- New research claims that most emails with QR codes are spam
- QR Codes Can Easily Bypass Anti-Spam Filters, Cisco Talos Warns
- Quishing attacks are becoming more common
The dangers of clicking on an unknown or suspicious link should have been understood by most of us by now, but many don't realize that scanning a malicious QR code from an unknown source could be just as harmful.
Even though QR codes have been gaining popularity in recent years, research from Cisco Talos has stated that many people still do not consider the threats they could pose.
A driving factor for this is the fact that anti-spam filters are not designed to recognize that a QR code is present in an image, so they overwhelmingly evade detection; The team says that although only 1 in 500 emails contains a QR code, a staggering 60% of them are spam.
Quishing threats
QR code phishing, or 'Quishing', is becoming an increasingly common threat and often mimics real sites to trick victims into entering personal and payment information. Fraudsters were observed placing QR stickers on parking meters, for example, to trick victims into entering their payment details into fake parking apps.
Talos particularly warned about emails with malicious QR codes, which sent fake multi-factor authentication requests, used to steal user credentials.
QR codes in emails only represent a fraction of emails worldwide (between 0.1% and 0.2%), but Talos found that these messages disproportionately bypass anti-spam filters, so that users see them in their inboxes much more frequently than one would expect.
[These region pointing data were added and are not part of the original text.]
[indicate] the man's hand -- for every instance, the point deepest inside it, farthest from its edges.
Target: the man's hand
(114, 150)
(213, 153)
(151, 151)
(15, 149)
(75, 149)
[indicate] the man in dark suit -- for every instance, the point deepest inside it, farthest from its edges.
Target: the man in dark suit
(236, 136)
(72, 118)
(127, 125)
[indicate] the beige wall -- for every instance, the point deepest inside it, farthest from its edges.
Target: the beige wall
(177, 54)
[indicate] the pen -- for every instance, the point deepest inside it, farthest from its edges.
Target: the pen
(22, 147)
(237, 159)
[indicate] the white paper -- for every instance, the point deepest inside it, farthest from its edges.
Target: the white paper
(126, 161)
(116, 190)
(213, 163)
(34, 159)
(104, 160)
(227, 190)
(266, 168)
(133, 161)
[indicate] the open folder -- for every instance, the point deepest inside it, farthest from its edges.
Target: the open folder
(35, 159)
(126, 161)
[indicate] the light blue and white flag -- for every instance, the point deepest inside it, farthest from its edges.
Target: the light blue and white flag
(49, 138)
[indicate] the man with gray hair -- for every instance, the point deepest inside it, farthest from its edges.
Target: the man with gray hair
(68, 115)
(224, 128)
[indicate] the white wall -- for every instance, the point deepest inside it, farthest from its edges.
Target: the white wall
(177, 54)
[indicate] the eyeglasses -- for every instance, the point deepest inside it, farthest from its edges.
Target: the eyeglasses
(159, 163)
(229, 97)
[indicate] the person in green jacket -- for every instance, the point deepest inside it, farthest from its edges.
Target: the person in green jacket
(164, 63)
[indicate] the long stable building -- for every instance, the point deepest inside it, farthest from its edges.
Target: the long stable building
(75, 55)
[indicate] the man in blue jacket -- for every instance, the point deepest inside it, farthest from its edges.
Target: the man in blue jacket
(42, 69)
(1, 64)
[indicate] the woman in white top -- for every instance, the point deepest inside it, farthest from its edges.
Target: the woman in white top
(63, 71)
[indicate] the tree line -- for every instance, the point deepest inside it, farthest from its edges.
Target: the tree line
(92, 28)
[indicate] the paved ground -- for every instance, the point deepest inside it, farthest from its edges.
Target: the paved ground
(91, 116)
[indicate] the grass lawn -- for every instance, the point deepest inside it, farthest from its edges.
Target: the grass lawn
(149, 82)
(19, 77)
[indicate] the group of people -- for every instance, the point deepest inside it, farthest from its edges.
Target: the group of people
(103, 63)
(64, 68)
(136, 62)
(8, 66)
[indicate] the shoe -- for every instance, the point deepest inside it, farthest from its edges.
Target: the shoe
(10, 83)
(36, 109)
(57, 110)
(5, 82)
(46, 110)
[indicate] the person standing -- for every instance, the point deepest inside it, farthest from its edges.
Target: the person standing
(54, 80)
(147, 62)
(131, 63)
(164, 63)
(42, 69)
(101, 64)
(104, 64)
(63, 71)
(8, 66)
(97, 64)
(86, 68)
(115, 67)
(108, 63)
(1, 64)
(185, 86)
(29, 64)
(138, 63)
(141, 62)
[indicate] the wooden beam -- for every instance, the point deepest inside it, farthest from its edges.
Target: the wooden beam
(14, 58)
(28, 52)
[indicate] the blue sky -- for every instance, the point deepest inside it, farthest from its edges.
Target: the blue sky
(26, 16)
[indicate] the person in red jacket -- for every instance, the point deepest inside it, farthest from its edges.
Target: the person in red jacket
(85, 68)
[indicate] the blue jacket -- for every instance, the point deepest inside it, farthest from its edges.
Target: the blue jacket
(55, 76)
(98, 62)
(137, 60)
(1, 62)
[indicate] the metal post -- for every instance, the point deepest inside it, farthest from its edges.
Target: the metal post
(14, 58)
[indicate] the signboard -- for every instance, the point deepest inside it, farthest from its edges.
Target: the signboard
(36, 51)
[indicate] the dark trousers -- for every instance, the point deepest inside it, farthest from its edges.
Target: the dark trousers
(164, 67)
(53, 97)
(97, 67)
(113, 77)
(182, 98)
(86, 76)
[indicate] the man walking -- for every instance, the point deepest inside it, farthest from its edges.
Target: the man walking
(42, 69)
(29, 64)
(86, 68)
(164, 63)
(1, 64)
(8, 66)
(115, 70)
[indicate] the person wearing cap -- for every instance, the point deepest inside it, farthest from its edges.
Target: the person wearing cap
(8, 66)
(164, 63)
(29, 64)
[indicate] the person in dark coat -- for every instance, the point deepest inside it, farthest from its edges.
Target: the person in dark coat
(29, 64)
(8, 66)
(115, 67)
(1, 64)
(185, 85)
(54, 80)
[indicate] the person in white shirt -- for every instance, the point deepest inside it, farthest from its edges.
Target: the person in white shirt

Malicious URLs can be “disarmed” by changing the protocol from 'http' to 'hxxp', or by adding square brackets around one of the URL dots; This means that browsers do not display the link as an active URL and ensures that users do not inadvertently follow the link. This is less common with QR codes.
However, it can be done by darkening the data modules or removing one or more position detection patterns (one of the large squares in the corner of the QR code). This makes QR codes safe for consumption.
Users should be just as cautious with QR codes as they are with suspicious links, Talos suggests. For those who need to use QR regularly, there are quality control decoders available online that will take screenshots of the code and allow you to closely inspect the link.